Northern Ireland’s prospects over the next 20 years will be shaped by the decisions made in government in the next 20 months, according to Alex Attwood. The Environment Minister, speaking at agendaNi’s seminar on planning, explained how he saw 2012 and 2013 as a unique opportunity for reform.
“People now expect government here and ministers here to stretch themselves in order to move beyond the enormous achievements of the past,” he stated, “and to move beyond this aggressive self-praise and self-promotion that, in some places of our politics, passes for politics.”
Attwood again expressed his admiration for the Scottish Government, particularly Finance, Employment and Sustainable Growth Secretary John Swinney, whose remit includes planning.

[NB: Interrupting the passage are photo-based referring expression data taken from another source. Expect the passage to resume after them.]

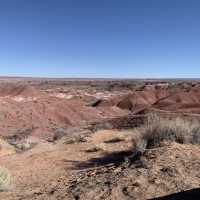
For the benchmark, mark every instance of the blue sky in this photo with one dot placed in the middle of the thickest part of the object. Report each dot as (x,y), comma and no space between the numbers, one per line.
(100,38)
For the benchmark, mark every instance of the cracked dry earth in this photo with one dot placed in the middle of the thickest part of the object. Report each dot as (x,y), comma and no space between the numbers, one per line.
(63,171)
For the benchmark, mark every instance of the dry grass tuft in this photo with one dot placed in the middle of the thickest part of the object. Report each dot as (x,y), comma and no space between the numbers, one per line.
(158,129)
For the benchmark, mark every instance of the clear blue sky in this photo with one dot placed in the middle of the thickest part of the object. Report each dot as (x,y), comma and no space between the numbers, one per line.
(100,38)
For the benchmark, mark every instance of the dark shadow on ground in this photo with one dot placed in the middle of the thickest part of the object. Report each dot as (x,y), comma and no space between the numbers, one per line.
(193,194)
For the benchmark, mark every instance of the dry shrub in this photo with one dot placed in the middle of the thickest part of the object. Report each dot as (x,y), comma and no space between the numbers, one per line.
(158,129)
(5,179)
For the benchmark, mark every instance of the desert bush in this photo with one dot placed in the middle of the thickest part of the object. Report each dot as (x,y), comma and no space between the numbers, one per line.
(158,129)
(5,179)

Swinney commands a high level of respect from officials and his assumption of the planning portfolio indicates its economic importance.
“We’re in a timeframe where, if we’re up to it, we need to redefine who we are in order to shape the next 20 years,” he noted. The 2013 City of Culture bid was, as another MLA had said, Derry’s “moment to reach out to the globe” and the same was true across the province, as shown by the Titanic centenary and Irish Open.
For him, ‘getting planning right’ means thinking strategically about the next two or three decades, rather than just managing the environment. The Minister outlined his thinking across three themes: resources, legislation and employment.
The Executive has to undertake a “strategic shift of resources” in order to meet the challenge of protecting and developing its natural and built heritage. This would require more investment in indigenous job opportunities, including in tourism. The Programme for Government aims to increase tourism revenue from £368 million in 2011 to £676 million in 2014.
However, that argument “might not be fully understood around the Executive table” and he claimed that it would not be taken on board if his “partners” outside government challenged it: “It’s hard enough. There’s resistance enough. “There’s little money enough.”
This appeared to be a reference to the National Trust’s legal challenge to the Runkerry development, although Attwood did not refer to it by name as the case is before the courts.
The second prong of his case was legislation to help recover opportunities lost over the Troubles, and indeed since the 1994 ceasefires due to the length of peace process. Time was short and progress in the next 18-month timeframe, in his opinion, was a once-in-a-generation opportunity. Attwood had four priorities:
• providing for a marine management organisation in the Marine Bill;
• national park legislation (approved in principle by the Executive);
• an independent environment agency “outside the internal workings of government”;
• a climate change Bill with rigorous, challenging targets (on the Scottish model).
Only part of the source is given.